Troppo rischioso mettere a stretto contatto persone diverse, con vite diverse che magari viaggiano per lavoro o che comunque nel loro quotidiano hanno relazioni con tante persone anche sconosciute, sui mezzi pubblici, per strada, in ufficio. Figuriamoci allora quanto è rischioso permettere a questo virus di entrare in un penitenziario. Un luogo circoscritto, una piccola cittadella fortificata, lontana da tutto e ora - con questa minaccia virale - anche da tutti. Per questa ragione è stato stabilito che fino al 3 aprile prossimo tutte le attività che prevedono l’ingresso in carcere di personale esterno, volontario o meno, sono sospese. Il tentativo è quello di impedire un incontrollato contagio in un luogo dove sarebbe impossibile circoscrivere il virus o tenere lontani gli ammalati dai sani. Per questa ragione care ragazze per quasi un mese non ci vedremo. Niente più allenamenti il martedì e il venerdì pomeriggio, niente più attese per uscire nel campetto, niente più battibecchi per correre 5 minuti anziché 10. Niente palleggi, passaggi, stop di pianta, niente più tiri, né allenamento dei portieri. Posso solo immaginare quanto vi pesi e quanto vi costi questa situazione. In carcere niente attività significa attendere l’inesorabile - ma allo stesso tempo lento - scorrere delle ore.

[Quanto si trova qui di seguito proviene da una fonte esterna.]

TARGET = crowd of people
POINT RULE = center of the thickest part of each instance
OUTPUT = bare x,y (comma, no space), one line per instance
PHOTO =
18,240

Per questa ragione Atletico Diritti, la nostra polisportiva che è nata ormai sei anni fa nel 2014, ha deciso a settembre 2018 di aprire una propria sezione sportiva proprio all’interno di un istituto di pena. Sebbene la mission sia stata fin dall’inizio quella di proporre un’integrazione orizzontale tra studenti, migranti e ragazzi con un trascorso con problemi con la giustizia (dagli esiti più differenti), tutte le attività si svolgevano fino ad allora fuori dal carcere, dal calcio maschile al cricket, fino al basket. La scelta di entrare in carcere è stata accompagnata anche alla scelta di aprire al mondo femminile, alle donne, con uno sport che troppo a lungo è stato considerato esclusivo appannaggio maschile, il calcio. E la risposta è stata incredibile. Tante donne, ragazze più o meno giovani, da quel carcere hanno urlato la loro passione per questo sport meraviglioso. E questa passione, che è la vostra, ci ha permesso in un anno di cercare un torneo per farvi giocare partite “vere” e non solo partitelle o amichevoli dentro quelle mura. Grazie al Centro Sportivo Italiano di Roma questo sogno è diventato realtà in questo autunno e quel pallone lo avete iniziato a inseguire (sempre un po’ camminando come è nel vostro stile) in classifica e non sempre più tanto “amichevolmente”. Dallo scorso ottobre ragazze del “mondo di fuori”, dalla libertà, vengono a sfidarvi sempre sul vostro campo di casa, perché voi da lì, per ora, non potete uscire. Avete vinto, avete gioito, avete perso e avete pianto. Come vi ha detto giustamente tante volte la vostra educatrice, è incredibile che in un carcere abbiate potuto avere l’opportunità di piangere per una partita persa. Significa che in quelle ore voi siete libere. Adesso questa interruzione obbligata, dovuta in una circostanza così critica per il Paese, non vi deve far temere il peggio. Non è un sogno che si infrange, c’è solo da mettere in campo la pazienza che un po’ avete imparato anche su quel campetto di cemento provando e riprovando gli stessi gesti.
Quelle porte si riapriranno e la palla ricomincerà a rotolare.